そのイケメン、オタクですから!

気が付くといつもの扉の前に立っていて、及川先輩が鍵を開けるところだった。

長机の前に座った及川先輩は、不機嫌な声で「七瀬、コーヒー」と言う。

プライベートと仕事をきっちり分ける先輩は、留愛って呼ぶようになってからも生徒会活動中は七瀬って呼ぶ。
二人きりなのに七瀬って呼ぶなんて、たぶんすごく怒ってる。

色々尋ねたいことはあったけど、私は黙ってポットの前に立った。

場を和ませたいけどここであちゅあちゅホットコーヒーなんて言ったら、きっとすごく恐ろしいことになる……よね。

結局悩んだ末、私は無言でコーヒーを置いた。
先輩はため息をついて、口に含む。

「お前は……昨日、勝手なことはするなって言っただろ」
「だって……」
「どうせ自分が退学になれば全て丸く収まるとでも思ったんだろうけど、おかげで予定が狂った」
「予定?」

先輩が水面下で進めていた計画。
それは卒業した3年生に協力してもらうものだったらしい。

よっちゃんと桜井先輩、及川先輩を除いた名簿の人達のうち、3分の2は本当にアルバイトをしている人達だ。

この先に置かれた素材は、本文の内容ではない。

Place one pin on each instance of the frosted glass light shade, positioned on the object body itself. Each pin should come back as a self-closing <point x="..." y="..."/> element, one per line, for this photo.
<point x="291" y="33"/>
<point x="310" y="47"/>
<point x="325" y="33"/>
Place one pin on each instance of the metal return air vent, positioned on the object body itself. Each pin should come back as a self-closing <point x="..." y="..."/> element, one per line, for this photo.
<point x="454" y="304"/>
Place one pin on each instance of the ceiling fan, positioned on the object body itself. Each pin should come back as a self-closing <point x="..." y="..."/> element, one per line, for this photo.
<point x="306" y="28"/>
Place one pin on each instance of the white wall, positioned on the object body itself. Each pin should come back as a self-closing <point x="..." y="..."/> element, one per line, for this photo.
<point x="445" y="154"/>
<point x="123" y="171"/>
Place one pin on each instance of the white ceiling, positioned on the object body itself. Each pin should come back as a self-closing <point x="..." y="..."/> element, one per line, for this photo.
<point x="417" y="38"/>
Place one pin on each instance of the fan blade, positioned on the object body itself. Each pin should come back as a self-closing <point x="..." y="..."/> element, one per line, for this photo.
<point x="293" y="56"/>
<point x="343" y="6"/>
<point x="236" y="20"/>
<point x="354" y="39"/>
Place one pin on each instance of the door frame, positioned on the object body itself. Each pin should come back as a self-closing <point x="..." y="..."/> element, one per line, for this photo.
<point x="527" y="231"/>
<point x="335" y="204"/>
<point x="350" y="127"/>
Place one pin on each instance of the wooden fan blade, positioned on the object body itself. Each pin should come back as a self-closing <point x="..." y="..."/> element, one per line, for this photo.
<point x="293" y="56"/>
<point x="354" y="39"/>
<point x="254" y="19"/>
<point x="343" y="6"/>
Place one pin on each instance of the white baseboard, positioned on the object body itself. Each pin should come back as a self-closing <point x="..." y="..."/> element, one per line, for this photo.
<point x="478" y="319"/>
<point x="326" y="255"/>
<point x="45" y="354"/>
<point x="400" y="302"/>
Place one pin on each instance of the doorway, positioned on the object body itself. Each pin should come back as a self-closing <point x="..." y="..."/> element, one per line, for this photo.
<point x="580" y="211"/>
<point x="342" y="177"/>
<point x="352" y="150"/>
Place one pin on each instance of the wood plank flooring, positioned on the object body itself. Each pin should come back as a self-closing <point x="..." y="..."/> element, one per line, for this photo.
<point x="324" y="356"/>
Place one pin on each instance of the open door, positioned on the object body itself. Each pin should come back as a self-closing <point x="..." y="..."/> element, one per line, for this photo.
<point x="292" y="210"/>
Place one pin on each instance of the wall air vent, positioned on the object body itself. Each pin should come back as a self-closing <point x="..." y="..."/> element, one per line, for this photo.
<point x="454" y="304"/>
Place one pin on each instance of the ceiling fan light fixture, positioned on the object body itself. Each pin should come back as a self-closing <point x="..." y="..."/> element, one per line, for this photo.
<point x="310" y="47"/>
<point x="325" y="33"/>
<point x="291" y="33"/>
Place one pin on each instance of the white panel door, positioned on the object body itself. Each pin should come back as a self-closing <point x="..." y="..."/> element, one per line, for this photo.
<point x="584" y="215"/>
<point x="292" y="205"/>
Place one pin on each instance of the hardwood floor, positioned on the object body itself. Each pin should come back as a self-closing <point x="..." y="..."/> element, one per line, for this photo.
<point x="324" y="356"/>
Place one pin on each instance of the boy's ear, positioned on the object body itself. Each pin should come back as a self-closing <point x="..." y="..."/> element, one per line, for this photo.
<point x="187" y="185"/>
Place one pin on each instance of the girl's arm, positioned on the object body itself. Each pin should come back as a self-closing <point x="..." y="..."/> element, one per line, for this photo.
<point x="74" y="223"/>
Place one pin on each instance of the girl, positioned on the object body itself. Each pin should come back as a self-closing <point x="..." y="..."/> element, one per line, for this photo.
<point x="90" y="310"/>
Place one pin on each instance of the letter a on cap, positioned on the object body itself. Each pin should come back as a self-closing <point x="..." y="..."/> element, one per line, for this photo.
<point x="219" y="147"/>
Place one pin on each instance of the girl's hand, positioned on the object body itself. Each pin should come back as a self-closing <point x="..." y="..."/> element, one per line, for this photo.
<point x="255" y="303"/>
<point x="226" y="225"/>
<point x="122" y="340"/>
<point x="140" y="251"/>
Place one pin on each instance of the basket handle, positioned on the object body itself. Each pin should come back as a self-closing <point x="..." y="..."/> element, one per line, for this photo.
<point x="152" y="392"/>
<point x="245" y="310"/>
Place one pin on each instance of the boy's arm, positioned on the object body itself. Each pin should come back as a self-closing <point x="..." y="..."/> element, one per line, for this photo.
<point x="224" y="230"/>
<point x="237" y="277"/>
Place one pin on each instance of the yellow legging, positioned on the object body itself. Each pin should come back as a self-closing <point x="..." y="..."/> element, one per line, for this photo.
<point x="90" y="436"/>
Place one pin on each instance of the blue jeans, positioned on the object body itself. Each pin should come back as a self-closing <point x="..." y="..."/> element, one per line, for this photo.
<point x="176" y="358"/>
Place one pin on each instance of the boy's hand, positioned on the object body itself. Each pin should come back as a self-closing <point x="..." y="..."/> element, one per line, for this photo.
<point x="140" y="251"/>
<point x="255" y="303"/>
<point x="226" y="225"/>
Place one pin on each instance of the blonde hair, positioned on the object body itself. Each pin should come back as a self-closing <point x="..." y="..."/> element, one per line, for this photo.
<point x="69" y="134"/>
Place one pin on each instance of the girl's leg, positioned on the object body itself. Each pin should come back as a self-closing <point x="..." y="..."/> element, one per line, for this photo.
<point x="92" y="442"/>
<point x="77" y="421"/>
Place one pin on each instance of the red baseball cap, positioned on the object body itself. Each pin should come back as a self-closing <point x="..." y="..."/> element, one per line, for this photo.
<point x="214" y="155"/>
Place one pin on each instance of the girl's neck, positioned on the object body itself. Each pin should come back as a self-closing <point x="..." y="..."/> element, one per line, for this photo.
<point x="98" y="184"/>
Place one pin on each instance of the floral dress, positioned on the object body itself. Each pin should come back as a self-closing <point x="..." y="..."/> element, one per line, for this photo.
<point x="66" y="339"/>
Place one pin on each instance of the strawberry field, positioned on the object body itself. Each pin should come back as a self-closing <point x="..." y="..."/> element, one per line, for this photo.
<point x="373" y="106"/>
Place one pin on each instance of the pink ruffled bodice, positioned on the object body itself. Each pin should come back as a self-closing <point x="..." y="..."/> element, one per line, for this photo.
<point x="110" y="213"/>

残りの3分の1は有名大学に合格した3年生が名前を貸してくれているのだという。

卒業した生徒を今さら退学には出来ないし、アルバイトをしていても有名大学に合格できるという証明になる。

だから及川先輩としてはもっと3年生の協力を得てから学校と交渉がしたかった。

それなのに私のせいで、今日切り札を使うことになってしまった、ということだ。